А дверь мальчик, который был, закрыть просто забыл, понимаешь? Просто он был переполнен и снедаем разными сильными чувствами, к тому же окончательно расстроен полученными сверху не столько даже наставлениями, сколько пояснениями касательно твоей натуры и истинной сути. Просто забыл закрыть. И огонь под пельменями просто забыл выключить: по тем же причинам — уже не до того ему было. Вот и выходит, что мальчонка остался без еды и сна из-за твоего нечеловеческого ужора и неспособности самому с себя штаны снять — не говоря уже о прочих прегрешениях. Хуже того. Может статься, ты теперь будешь являться ему во снах его: как он с тебя, жирного и чумазого, загвазданные штаны снимает, снимает, никак снять не может, а ты ему в лицо выразительно так и страшно хохочешь — ну, как в киношных снах положено.
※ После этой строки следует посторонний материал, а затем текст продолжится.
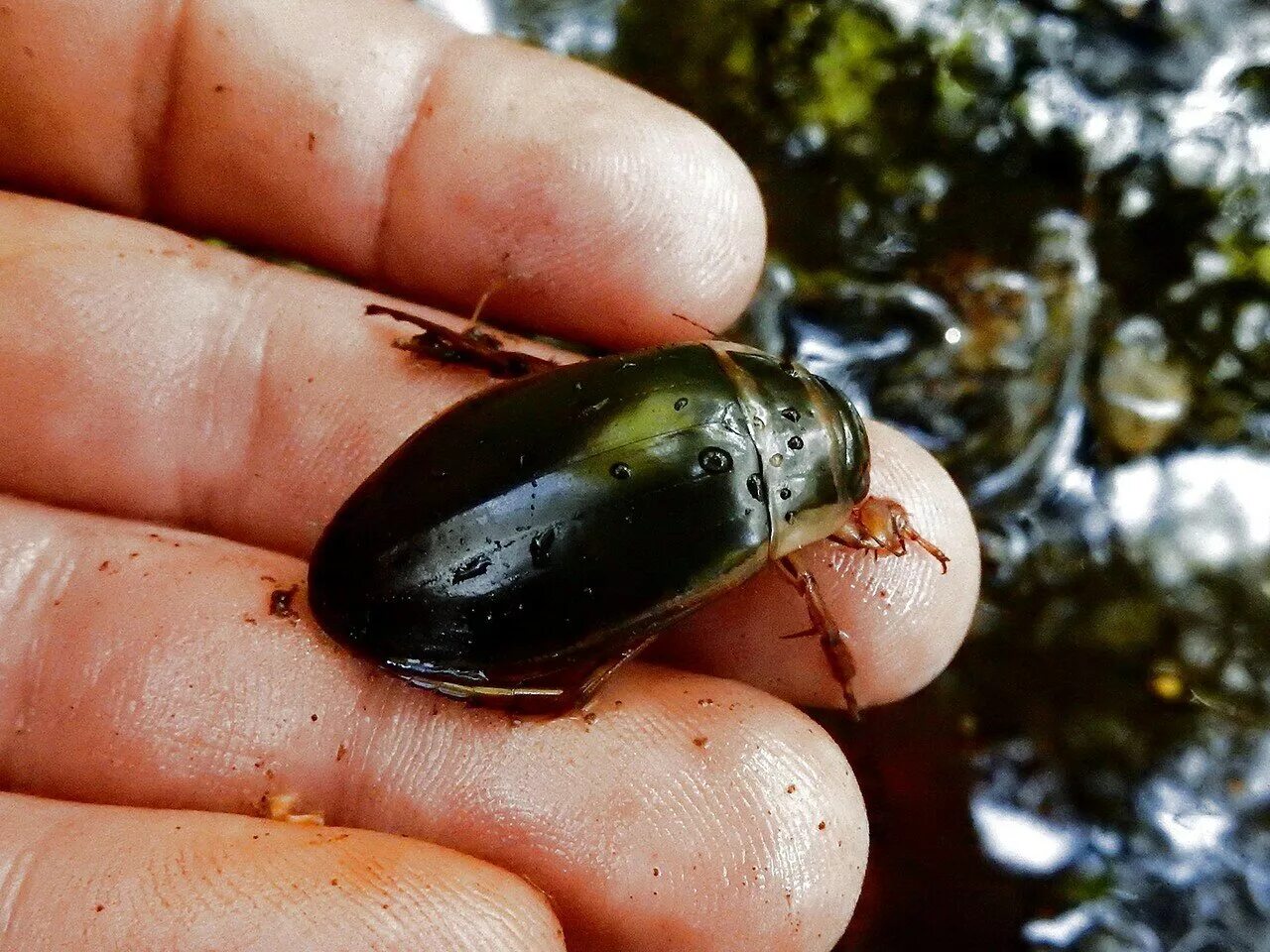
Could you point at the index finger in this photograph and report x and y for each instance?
(375, 140)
Не исключено, кстати — и по человечески понятно: абсолютно нормально и естественно, — что он просто сбежал от тебя на улицу искать другого дяденьку или тетеньку. Более на этот раз трезвых и добрых, которые способны окружить его подлинной заботой. Не таких, которые сначала зазывают, после взваливают на слабые плечики с торчащими из них тонкими ручками непосильную ношу заботы о себе, а после засыпают, бросая малых, сирых и бесприютных на произвол судьбы и в пекло соблазнов; не таких, как некоторые, которые то в лужах валяются: знай, таскай их, неподъемных и гребных; то в белые постели лезут как есть чушки: знай, раздевай их, то, нарочно задрыхнув, бумажниками и шкатулочками искушать начинают.
А вот и улика, подтверждающая правильность именно этой версии произошедшего и корректность как раз такой картины якобы ограбления: на спинке стула, что стоял у овального обеденного стола этой самой спинкой к окну, висела знакомая кепочка. Просто на этот раз она сама была в тени — густой тени подоконника, поэтому я и заметил ее в последнюю очередь: после дыма, что бросился в глаза и ноздри при первом посещении кухни, и после разноцветного стекла, засиявшего на освещенной утренним солнцем клеенке, когда дым несколько развеялся. Я попытался представить себе, что надо было испытать неимущему человеку: в какой растерянности, в каком страхе и каком расстройстве надо было быть — чтобы, уходя из того места, куда больше никогда не вернешься, забыть там очевидно любимую и едва ли не основную часть экипировки! Впрочем, может, он оставил ее мне на память? Так сказать, взаимообразно: мол, чем богаты… Я взял кепочку в руки: бежевенькая такая, Reebok написано. Круто выгнутый козырек напомнил о ночных светотеневых видениях затухающего сознания. Немножко грязненькая, можно даже сказать, замызганная. И неестественно маленькая — ну, в смысле застежка сзади так выставлена: разве что на мою коленку будет в самый раз.